O problema declarou-se satisfeito com esse modo de ver, e levou o cavalheirismo ao ponto de oferecer-se para pagar os telegramas; a edilidade, porém, retorquiu dizendo que, pelos regulamentos em vigor, não podia entender-se diretamente com o bei nem o cardeal; e acrescentou que o melhor modo de remediar a dificuldade era arquivá-lo, a ele, problema. Este rejeitou o alvitre como ofensivo da dignidade de todos os problemas; e, convertendo-se em dilema, sacou uma pistola do bolso e apontou-a ao peito da edilidade. Nessa apertada situação, a edilidade não teve outro recurso mais do que confiá-lo ao seu advogado, que irá pleitear o caso nos tribunais. Quanto aos detritos...
(Crônica de 9 de junho de 1878, da série
Notas Semanais)

A pequena história que Machado inventa e insere na crônica faz sátira, grosso modo, à demora na solução para o problema do incêndio da Galeria Mil Colunas, que ocorrera em 12 de maio de 1878, deixando como resultado os detritos pelos quais, como se vê, nem os proprietários dessa galeria comercial se responsabilizavam, nem as companhias de seguro, nem o Município, a quem caberia, no mínimo, estabelecer o pertencimento da responsabilidade e fiscalizar o cumprimento das ações. Os recursos literários para acrescentar humor à ficção ilustrativa são:

1) a personalização do problema e da edilidade;

2) a ironia pela polifonia de vozes evidente (“O aroma desses restos só difere do da água de Colônia no único ponto de ser totalmente outro”);

3) o uso rebaixado da referência à tradição literária (“To be or not to be”, Hamlet, Ato III, cena I. No original é “there’s the rub”: “aí é que está o problema”; “Resolve-me ou devoro-te” é uma referência às palavras da Esfinge, que matava todos os que não solucionavam o enigma que ela propunha. Como se sabe, quem finalmente decifrou o enigma foi Édipo, protagonista de um dos mais famosos mitos gregos); 4) a pequena trama, que se desenvolve de forma a tornar em alegoria a não solução do problema por meio da divagação, da transferência da responsabilidade para uma outra autoridade em voga na época, o bei de Tunis (esse por razões ligadas à política européia evidentemente), em nada relacionado ao incêndio ou mesmo ao Brasil, entre outros. Como podemos ver, o material é farto e os resultados de sua análise, sempre saborosos.

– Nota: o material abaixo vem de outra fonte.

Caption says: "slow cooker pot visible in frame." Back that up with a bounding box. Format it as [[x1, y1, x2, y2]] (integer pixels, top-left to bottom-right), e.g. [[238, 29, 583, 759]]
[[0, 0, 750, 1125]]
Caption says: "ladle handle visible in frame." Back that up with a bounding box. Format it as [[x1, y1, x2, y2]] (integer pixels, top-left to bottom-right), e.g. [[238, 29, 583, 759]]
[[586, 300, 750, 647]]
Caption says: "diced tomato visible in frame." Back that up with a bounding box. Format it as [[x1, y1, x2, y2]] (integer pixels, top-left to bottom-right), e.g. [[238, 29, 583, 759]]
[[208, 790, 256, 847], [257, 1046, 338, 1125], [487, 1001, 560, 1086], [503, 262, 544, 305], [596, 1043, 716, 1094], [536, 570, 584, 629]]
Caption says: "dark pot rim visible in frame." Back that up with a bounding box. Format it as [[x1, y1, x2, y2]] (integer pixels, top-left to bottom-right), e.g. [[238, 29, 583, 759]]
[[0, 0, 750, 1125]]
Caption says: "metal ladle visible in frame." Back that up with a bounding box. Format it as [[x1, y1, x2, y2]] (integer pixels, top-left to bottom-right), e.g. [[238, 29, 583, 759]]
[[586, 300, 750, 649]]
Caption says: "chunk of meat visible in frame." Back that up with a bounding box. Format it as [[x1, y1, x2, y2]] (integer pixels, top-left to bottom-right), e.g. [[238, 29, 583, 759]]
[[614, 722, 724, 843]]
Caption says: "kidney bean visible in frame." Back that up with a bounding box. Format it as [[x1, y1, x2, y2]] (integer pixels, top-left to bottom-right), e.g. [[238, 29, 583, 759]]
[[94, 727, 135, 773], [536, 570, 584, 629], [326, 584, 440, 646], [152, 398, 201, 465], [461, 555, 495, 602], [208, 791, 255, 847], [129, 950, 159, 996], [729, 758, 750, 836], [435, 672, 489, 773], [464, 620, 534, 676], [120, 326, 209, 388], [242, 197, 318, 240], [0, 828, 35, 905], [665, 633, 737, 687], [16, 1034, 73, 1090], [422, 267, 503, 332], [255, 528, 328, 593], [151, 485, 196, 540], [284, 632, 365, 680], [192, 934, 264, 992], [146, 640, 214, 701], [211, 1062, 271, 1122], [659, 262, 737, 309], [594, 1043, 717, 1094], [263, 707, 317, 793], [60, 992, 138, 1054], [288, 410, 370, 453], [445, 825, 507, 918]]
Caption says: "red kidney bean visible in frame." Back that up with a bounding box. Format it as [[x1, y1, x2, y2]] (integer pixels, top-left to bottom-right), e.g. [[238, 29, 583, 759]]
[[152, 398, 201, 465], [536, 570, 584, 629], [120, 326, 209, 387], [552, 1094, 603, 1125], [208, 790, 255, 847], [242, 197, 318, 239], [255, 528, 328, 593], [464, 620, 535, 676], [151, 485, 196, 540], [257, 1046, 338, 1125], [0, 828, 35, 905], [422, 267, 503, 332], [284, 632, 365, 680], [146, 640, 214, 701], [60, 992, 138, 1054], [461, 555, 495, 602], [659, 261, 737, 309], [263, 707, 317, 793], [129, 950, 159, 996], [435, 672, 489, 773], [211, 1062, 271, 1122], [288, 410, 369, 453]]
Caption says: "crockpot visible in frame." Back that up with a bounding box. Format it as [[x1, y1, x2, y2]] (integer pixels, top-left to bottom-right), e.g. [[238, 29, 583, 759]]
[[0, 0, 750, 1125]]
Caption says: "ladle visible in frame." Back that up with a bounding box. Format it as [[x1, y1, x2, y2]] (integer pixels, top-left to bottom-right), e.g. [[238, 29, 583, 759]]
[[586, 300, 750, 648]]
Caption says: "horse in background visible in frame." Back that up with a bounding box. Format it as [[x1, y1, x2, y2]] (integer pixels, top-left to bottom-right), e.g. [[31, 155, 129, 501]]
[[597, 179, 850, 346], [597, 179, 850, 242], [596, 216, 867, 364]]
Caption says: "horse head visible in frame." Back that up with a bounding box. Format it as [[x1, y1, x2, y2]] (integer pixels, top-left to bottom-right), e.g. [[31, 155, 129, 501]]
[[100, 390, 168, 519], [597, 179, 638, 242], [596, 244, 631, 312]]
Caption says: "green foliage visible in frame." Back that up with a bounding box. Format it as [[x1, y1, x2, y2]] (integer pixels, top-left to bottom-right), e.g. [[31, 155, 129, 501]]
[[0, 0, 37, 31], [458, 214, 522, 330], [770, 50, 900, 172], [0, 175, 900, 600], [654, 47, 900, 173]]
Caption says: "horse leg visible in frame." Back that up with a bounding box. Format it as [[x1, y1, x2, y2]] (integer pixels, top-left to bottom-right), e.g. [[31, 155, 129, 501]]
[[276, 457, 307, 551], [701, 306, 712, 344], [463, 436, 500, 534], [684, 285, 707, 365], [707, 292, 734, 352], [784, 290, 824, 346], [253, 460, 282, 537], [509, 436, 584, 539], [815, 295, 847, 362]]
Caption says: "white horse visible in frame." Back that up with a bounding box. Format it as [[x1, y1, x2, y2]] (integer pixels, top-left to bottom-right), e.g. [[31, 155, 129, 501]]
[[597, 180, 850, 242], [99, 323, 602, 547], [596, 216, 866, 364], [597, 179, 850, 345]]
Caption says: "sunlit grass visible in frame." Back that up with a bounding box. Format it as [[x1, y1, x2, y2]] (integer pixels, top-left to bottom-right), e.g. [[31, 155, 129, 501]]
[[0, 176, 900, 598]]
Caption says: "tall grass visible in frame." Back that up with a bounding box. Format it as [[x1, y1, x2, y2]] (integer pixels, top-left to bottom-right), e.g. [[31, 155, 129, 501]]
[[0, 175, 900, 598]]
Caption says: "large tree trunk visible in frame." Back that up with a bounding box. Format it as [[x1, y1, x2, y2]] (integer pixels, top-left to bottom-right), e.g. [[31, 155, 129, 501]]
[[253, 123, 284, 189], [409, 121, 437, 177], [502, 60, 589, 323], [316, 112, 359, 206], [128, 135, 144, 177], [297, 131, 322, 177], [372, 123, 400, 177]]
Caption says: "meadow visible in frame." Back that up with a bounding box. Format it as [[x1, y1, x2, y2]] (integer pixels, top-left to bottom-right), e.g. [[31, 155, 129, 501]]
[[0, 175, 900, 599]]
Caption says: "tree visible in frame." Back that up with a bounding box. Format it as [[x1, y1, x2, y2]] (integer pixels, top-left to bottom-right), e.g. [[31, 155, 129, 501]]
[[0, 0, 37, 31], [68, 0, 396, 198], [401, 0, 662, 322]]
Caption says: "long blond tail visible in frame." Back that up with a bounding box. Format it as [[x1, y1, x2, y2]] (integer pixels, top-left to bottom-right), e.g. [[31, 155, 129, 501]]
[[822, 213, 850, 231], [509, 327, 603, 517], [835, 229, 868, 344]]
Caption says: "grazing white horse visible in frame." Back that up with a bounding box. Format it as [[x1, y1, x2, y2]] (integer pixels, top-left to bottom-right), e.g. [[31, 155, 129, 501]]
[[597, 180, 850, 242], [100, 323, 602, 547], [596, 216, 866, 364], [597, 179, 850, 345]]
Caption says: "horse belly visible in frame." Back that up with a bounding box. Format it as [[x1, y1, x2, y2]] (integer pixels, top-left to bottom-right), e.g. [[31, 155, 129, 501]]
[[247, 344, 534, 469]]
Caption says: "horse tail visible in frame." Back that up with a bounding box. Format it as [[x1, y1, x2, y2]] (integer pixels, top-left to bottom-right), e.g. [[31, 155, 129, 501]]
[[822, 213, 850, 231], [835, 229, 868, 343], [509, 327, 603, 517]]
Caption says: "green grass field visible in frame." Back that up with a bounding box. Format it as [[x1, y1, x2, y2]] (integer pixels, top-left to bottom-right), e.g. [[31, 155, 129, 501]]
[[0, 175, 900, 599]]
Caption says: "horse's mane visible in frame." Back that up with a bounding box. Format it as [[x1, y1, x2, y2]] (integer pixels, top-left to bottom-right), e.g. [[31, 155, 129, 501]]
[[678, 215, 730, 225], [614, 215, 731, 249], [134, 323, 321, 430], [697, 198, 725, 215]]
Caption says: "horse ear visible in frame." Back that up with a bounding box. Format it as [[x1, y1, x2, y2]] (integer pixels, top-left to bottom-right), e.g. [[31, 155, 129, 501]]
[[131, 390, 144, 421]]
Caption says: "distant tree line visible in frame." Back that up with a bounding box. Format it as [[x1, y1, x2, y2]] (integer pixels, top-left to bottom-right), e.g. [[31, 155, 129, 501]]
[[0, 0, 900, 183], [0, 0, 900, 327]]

Sem concluir, uma vez que o aparecimento dessas edições ainda nos levarão à frente na reflexão comparativa entre a criação da ficção machadiana, a experiência jornalística do escritor e o coincidente suporte material em que jornalismo e ficção machadianas eram veiculados, perguntamo-nos desde já qual é o sentido da presença, na crônica, da criação ficcional que dialoga com o dado real, mas recria-o e reapresenta-o como ficção, ainda que alegórica, absurda, outras vezes inverossímil, outras, ainda, desconcertante?

Machado de Assis, do cronista ao ficcionista, estaria procurando, entre outros objetivos, em recolocar, sem anacronismo de interpretação de nossa parte, “a ordem nos discursos?”.

Quem é

Lúcia Granja

Lúcia Granja é graduada em Letras pela Unicamp. Realizou na mesma universidade seu mestrado e doutorado sobre as crônicas de Machado de Assis, junto ao programa de Teoria e História Literária (IEL). Atualmente, é professora de Literatura Brasileira na Unesp (campus de São José do Rio Preto). Publicou, entre alguns artigos, o livro Machado de Assis, escritor em formação: à roda dos jornais (Campinas; São Paulo: Mercado de Letras; Fapesp, 2000). Recentemente, preparou duas edições das crônicas de Machado de Assis, publicadas pela editora da Unicamp: Comentários da Semana e Notas Semanais, essa última ainda no prelo, em parceria com Jefferson Cano e John Gledson, respectivamente. Entre outros projetos, como o da preparação da edição das crônicas da série Ao Acaso, a ser publicada pela Editora da Unicamp, é uma das responsáveis pela construção de um site sobre Machado de Assis, no qual coloca à disposição do público as imagens dos periódicos para os quais o escritor colaborou (www.machadodeassis.unesp.br).